Por todo lo expuesto con anterioridad y por considerar el Tribunal que “la obligatoriedad de prestar servicio de asistencia jurídica trae causa de la necesidad de asegurar el derecho constitucional a la asistencia jurídica gratuita reconocido en el artículo 119 de la Constitución como derecho prestacional y de configuración legal, cuyo contenido y condiciones de ejercicio corresponde delimitar al legislador atendiendo a los intereses públicos y a las disponibilidades presupuestarias”, desestima el recurso de inconstitucionalidad.

2 comentarios en “¿Es conforme a la Constitución la obligación de los Colegios de Abogados y Procuradores de prestar asistencia jurídica gratuita?
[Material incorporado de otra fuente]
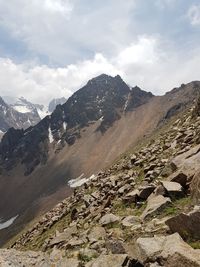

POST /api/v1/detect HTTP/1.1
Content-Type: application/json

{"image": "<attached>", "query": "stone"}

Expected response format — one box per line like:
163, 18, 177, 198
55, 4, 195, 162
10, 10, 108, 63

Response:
190, 169, 200, 204
99, 213, 120, 225
122, 215, 141, 227
141, 195, 171, 219
168, 170, 188, 189
118, 184, 131, 194
131, 154, 137, 164
106, 240, 126, 254
48, 226, 77, 247
172, 145, 200, 177
85, 254, 129, 267
88, 226, 106, 242
136, 233, 200, 267
138, 185, 155, 200
165, 207, 200, 240
123, 189, 139, 203
161, 181, 184, 197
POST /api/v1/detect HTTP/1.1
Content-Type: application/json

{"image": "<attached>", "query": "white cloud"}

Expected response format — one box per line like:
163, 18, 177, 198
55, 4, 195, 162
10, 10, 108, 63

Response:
187, 5, 200, 26
0, 0, 135, 65
0, 36, 200, 104
0, 54, 121, 104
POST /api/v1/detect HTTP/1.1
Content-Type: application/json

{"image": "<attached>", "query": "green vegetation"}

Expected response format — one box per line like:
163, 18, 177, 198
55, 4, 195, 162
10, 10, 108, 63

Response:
188, 240, 200, 249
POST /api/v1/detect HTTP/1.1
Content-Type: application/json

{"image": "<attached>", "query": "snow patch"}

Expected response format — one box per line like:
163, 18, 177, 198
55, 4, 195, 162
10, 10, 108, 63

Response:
0, 215, 19, 230
99, 116, 104, 121
37, 108, 50, 120
63, 121, 67, 130
68, 174, 96, 188
12, 105, 32, 113
49, 127, 54, 143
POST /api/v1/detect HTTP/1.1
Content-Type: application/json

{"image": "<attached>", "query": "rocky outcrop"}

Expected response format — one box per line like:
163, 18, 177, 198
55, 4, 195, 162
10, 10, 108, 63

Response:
165, 206, 200, 240
48, 97, 67, 113
0, 97, 40, 133
137, 234, 200, 267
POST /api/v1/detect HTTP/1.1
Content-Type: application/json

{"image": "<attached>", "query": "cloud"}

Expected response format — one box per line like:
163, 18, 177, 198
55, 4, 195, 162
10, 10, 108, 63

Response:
187, 5, 200, 26
0, 0, 136, 65
0, 36, 200, 104
0, 54, 121, 104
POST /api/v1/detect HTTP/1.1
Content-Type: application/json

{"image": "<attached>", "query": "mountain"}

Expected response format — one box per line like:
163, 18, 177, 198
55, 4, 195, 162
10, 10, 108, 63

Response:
48, 97, 67, 113
0, 97, 40, 133
0, 82, 200, 267
3, 96, 49, 120
0, 74, 200, 247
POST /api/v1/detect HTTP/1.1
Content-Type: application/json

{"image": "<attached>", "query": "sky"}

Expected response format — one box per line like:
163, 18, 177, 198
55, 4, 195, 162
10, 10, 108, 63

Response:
0, 0, 200, 104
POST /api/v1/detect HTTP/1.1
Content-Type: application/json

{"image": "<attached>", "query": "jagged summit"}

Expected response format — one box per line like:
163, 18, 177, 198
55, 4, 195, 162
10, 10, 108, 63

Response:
0, 76, 200, 251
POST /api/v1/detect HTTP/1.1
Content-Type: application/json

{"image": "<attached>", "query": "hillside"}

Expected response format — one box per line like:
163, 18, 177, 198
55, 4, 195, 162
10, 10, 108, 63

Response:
0, 74, 200, 249
0, 90, 200, 267
0, 97, 40, 133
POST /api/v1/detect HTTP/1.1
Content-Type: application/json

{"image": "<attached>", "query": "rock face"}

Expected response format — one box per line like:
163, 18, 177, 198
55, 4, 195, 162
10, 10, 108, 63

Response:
142, 195, 171, 219
0, 75, 152, 174
137, 234, 200, 267
0, 249, 79, 267
0, 75, 200, 250
0, 97, 40, 133
165, 207, 200, 240
48, 97, 67, 113
2, 93, 200, 267
190, 170, 200, 204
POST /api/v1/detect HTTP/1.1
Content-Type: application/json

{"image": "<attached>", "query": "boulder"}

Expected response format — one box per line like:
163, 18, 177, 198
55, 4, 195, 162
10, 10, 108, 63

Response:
141, 195, 171, 219
85, 254, 129, 267
106, 240, 126, 254
136, 233, 200, 267
168, 170, 189, 189
122, 215, 141, 227
88, 226, 106, 242
123, 189, 139, 203
99, 213, 120, 225
190, 169, 200, 204
138, 185, 155, 200
161, 181, 184, 198
165, 207, 200, 240
172, 145, 200, 177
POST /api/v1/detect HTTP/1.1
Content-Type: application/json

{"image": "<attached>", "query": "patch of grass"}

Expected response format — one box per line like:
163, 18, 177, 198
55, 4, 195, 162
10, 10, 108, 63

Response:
160, 197, 191, 217
133, 202, 147, 217
162, 205, 178, 216
188, 240, 200, 249
105, 222, 121, 230
78, 253, 93, 262
113, 199, 135, 216
23, 214, 70, 251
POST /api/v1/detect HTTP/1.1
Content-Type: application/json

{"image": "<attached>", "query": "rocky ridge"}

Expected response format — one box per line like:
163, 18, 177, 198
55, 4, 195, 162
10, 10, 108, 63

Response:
0, 97, 40, 133
0, 100, 200, 267
0, 74, 153, 175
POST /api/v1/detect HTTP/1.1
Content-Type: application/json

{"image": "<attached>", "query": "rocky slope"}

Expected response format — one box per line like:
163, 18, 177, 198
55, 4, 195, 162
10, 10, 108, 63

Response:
0, 97, 40, 133
0, 75, 200, 249
0, 95, 200, 267
48, 97, 67, 113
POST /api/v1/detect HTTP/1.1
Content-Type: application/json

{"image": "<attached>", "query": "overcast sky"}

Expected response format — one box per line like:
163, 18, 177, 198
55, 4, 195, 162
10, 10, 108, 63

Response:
0, 0, 200, 104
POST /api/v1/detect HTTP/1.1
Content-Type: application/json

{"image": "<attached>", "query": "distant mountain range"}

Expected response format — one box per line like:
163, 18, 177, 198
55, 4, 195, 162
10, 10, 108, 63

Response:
0, 74, 200, 247
0, 96, 66, 133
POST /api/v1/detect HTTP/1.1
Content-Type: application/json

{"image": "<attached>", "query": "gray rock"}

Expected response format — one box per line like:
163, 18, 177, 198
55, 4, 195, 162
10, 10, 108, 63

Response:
161, 181, 184, 197
138, 185, 155, 200
85, 254, 128, 267
122, 215, 141, 227
88, 226, 106, 242
99, 213, 120, 225
165, 207, 200, 240
136, 233, 200, 267
141, 195, 171, 219
123, 189, 139, 203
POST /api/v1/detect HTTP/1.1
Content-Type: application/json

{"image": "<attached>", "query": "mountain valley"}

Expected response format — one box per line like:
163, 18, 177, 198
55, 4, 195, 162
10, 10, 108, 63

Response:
0, 74, 200, 267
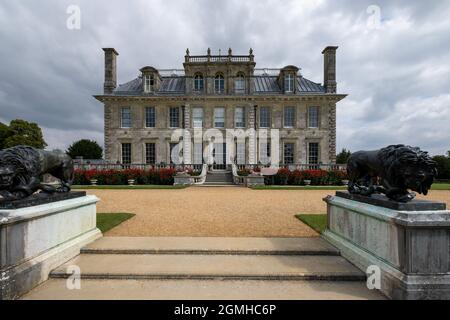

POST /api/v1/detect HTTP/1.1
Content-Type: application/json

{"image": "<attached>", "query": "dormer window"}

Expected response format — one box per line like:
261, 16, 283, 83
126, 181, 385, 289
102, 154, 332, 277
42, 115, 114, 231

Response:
234, 72, 245, 93
284, 73, 294, 92
194, 74, 203, 92
144, 74, 155, 93
214, 74, 225, 93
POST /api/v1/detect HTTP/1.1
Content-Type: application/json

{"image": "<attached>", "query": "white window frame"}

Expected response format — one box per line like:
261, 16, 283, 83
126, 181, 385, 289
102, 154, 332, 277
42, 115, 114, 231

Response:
283, 106, 296, 128
234, 73, 245, 93
284, 73, 294, 93
192, 107, 203, 128
308, 106, 320, 129
234, 107, 246, 128
120, 107, 133, 129
214, 107, 225, 128
259, 106, 272, 128
144, 74, 155, 93
214, 74, 225, 93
  1. Espero que pronto establezcan la misma obligtoriedad de prestar servicios de notaría y registro de la propiedad gratuitos en base a la misma argumentación. Eso daría fin a la situación privado/publica de estos dos colectivos profesionales que no son lo s únicos que tiene un mercado privilegiado privado por rsticcion de la oferta que garantiza unos ingresos mensuales elevadísimos.
    Esa situacion no tiene ningún parangón con los servicios de los demás funcionarios al Estado que cobran sólo el salario que el Estado establece, sin duda bajo dada su cualificacion profesiona en relacion con el mercado libre. En él, profesionales mucho menos capacitados ingresan normalmente más dinero.
    También con los particulares abogados y procuradores a los que se obliga, y me parece bien, a servir a la comunidad de ciudadanos.
    ¿Qué nos apostamos a que eso no ocurrirá nunca?
    Sin embargo debería ocurrir así.
    Teniendo en cuenta el carácter privado de sus ingresos debería liberalizarse su ejercicio. Al igual que habría que liberarilizar el de los farmacéuticos, el de los taxistas, el de los conroladores aéreos, etc.
    Para acreditar la competencia para el ejercicio de todos esos empleos debe hacerse una ÚNICA selección. Ella acreditaría que los demandantes de esos empleos reunen los requisitos que se exigen para su ejercicio, porque se trata de algo de interés publico, como se hace con los abogados y procuradores obligados con sus cursos de formación a los que se obliga a llevar a cabo su cuota de prestacion publica. Todo sin límite de número.
    Éste limite en el número sólo es admisible si son funcionarios del Estado. En ese caso el Estado determina cuantos trabajadores necesita, para prestar sus servicios EXCLUSIVAMENTE PÚBLICOS y convoca las plazas corresponientes en dicho número.
    No se pude servir a dos señores, al Estado y a los particulares, en régimen de privilegio. Los funcionarios del Estado, investigadores, docentes, abogados del Estado, etc., tienen prohibido ejercer su misma profesión para particulares.
    Luego que el mercado, oferta y demanda, pongan a cada uno en su sitio en su oferta de servicios privados, como hace con los abogados y procuradores, con los carniceros y tenderos de todo tipo, con los transportistas y los electricistas, los ingeniros, los químicos, los físicos, etc. Y si son funcionarios públicos, que cobren su sueldo en situacion de dedicacion exclusiva, como hacen todos.
    ¿Respetamos las leyes del mercado donde la oferta está regulada por la demanda, o viceversa, o seguimos manteniendo vacuolas de “privilegiados”, con oferta retringida para beneficio de los “privilegiados” que quieren convertir su “privilegio” en un derecho?
    La respuesta es evidente: seguiremos con esta situacion prsuntamente corrupta porque no respeta el libre emrcado que proclama la CE78. ¿Por qué hacer una excepción dentro de la corrupción institucionalizada en la que sobreevivimos?

  2. Leyendo con detenimiento lo expuesto en el comentario del Sr
    Vázquez y en función de mi experiencia profesional, no puedo estar más de acuerdo ¿justicia gratuita parcial?